Second, a flaw in the way certain versions of Microsoft Word and
Excel handle field codes could allow attacker to steal documents on
vulnerable computers. Word 97, 2000, and 2002 and Excel 2002 are
affected; the flaw also some Word products for Macintosh. Finally,
a security flaw in Windows XP help could allow an attacker to delete
files on vulnerable machines.
http://news.com.com/2100-1001-962409.html
http://www.computerworld.com/securitytopics/security/holes/story/0,10801,75167,00.html
Word and Excel: http://www.microsoft.com/technet/security/bulletin/MS02-059.asp
XP Help:
http://www.microsoft.com/technet/security/bulletin/MS02-060.asp
SQL Server:
http://www.microsoft.com/technet/security/bulletin/MS02-061.asp

 --17 October 2002 ElcomSoft Trial Delayed
A trial in which a Russian software company is being charged with
violating the controversial Digital Millennium Copyright Act (DMCA) has
been delayed 6 and one half weeks because officials at the US embassy
in Russia have denied visas to key witnesses. One of the witnesses,
programmer Dmitry Sklyarov, was arrested in August 2001 after giving
a presentation about software that circumvents e-book cop protection
at a conference in Las Vegas. ElcomSoft's attorney plans to file a
motion to dismiss the case because his clients aren't able to testify.
http://news.com.com/2100-1023-962491.html

 --16 & 17 October 2002 Microsoft Beta Site Intrusion
A hacker broke into BetaPlace.com, Microsoft's web site for beta
testers; evidently someone's log-in credentials were leaked to the
Internet. Microsoft shut down the site after it became aware of the
breach; it also reset user passwords. The site contains unreleased
versions of Windows, other software and activation keys. A spokesman
said the intruder did not access source code.
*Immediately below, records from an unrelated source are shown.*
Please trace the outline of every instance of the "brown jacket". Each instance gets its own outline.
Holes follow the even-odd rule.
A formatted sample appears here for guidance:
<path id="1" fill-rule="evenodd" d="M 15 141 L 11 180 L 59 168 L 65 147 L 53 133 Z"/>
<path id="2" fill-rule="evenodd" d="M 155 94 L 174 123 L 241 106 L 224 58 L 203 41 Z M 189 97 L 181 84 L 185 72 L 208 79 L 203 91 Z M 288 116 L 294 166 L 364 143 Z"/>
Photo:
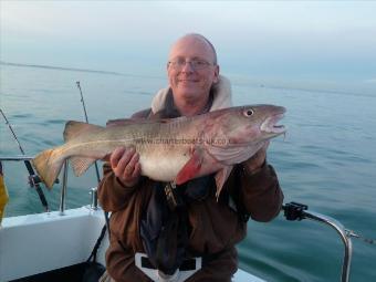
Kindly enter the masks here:
<path id="1" fill-rule="evenodd" d="M 135 187 L 124 187 L 108 164 L 103 169 L 98 198 L 103 209 L 112 211 L 107 271 L 117 282 L 150 281 L 135 267 L 134 255 L 135 252 L 145 252 L 139 237 L 139 222 L 155 181 L 144 177 Z M 191 230 L 189 251 L 219 254 L 187 282 L 230 281 L 238 268 L 234 244 L 247 234 L 244 218 L 250 216 L 257 221 L 270 221 L 279 213 L 283 200 L 274 169 L 268 164 L 253 175 L 246 171 L 242 165 L 234 166 L 223 191 L 218 201 L 211 194 L 203 200 L 188 205 Z M 238 202 L 238 211 L 243 212 L 230 207 L 228 196 Z"/>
The event has sparked
a criminal investigation.
http://news.com.com/2100-1001-962333.html
http://www.computerworld.com/securitytopics/security/cybercrime/story/0,10801,75184,00.html

 --16 & 17 October 2002 DOE Launches Digital Signature Software
The Department of Energy (DOE) has launched digital signature software.
DOE Secretary Spencer Abraham used the technology to digitally sign
the department's e-Government Strategic Action Plan: A Road Map for
Delivering Services. The plan will allow DOE and other departments
to put secure documents on the Internet.
http://207.27.3.29/dailyfed/1002/101602t1.htm
http://www.fcw.com/fcw/articles/2002/1014/web-energy-10-17-02.asp
http://www.gcn.com/vol1_no1/daily-updates/20276-1.html
[Editor's Note (Murray): Even those enterprises and agencies that
routinely sign their posts and e-mails are vulnerable to some spoofs
and forgeries. However, those that do not are vulnerable to campaigns
of such spoofs and forgeries and leave their constituents naked to
them and with no defense except to ignore everything.]
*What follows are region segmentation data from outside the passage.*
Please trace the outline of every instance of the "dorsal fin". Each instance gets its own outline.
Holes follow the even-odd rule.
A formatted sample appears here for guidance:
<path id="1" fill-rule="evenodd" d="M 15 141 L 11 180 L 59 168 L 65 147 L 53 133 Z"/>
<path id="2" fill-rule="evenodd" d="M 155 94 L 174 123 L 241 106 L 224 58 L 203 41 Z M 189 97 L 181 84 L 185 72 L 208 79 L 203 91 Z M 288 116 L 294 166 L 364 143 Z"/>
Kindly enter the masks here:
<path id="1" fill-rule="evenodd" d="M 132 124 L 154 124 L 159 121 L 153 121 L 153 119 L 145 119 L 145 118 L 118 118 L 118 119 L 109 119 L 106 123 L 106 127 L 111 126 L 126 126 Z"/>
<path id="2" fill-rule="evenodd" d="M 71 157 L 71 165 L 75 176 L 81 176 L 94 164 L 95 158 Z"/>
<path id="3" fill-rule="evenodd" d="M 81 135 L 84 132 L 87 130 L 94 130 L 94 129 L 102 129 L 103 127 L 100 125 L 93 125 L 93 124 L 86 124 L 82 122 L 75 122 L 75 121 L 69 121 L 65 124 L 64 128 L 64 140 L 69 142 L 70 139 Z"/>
 --16 October 2002 Clarke: No Tax Credits for Cyber Security Measures
Richard Clarke says the Bush administration is unlikely to give tax
credits to companies that employ cyber security measures; companies
should be doing so of their own initiative. He also said that the
government should not regulate cyber security; the government should
instead encourage security awareness and information sharing and
stimulate research.
http://www.cio.com/research/security/edit/101602_clarke.html
[Editor's Note (Schultz): Ideally, the US government should regulate
industry, given that industry comprises so much of the national
infrastructure. But the government has trouble regulating itself in
the first place--how could it possibly regulate industry?]

 --16 October 2002 UK Businesses need to Address Cybersecurity
British e-commerce minister Stephen Timms expressed concern that only
27% of businesses in the UK have IT security policies; that figure
was published in a PricewaterhouseCoopers report, and marks a 100%
increase over last year's numbers. The report also asserts that
infections from malware and cyber attacks cost UK businesses billions
of pounds last year. The UK government wants businesses to make IT
security a priority.
http://news.zdnet.co.uk/story/0,,t274-s2123998,00.html
[Editor's Note (Murray): The correct measure is not the percentage of
enterprises that have an IT security policy but what percentage of
enterprises that have any policy at all have an IT security policy.
Most small enterprises rely upon culture rather than written policies.]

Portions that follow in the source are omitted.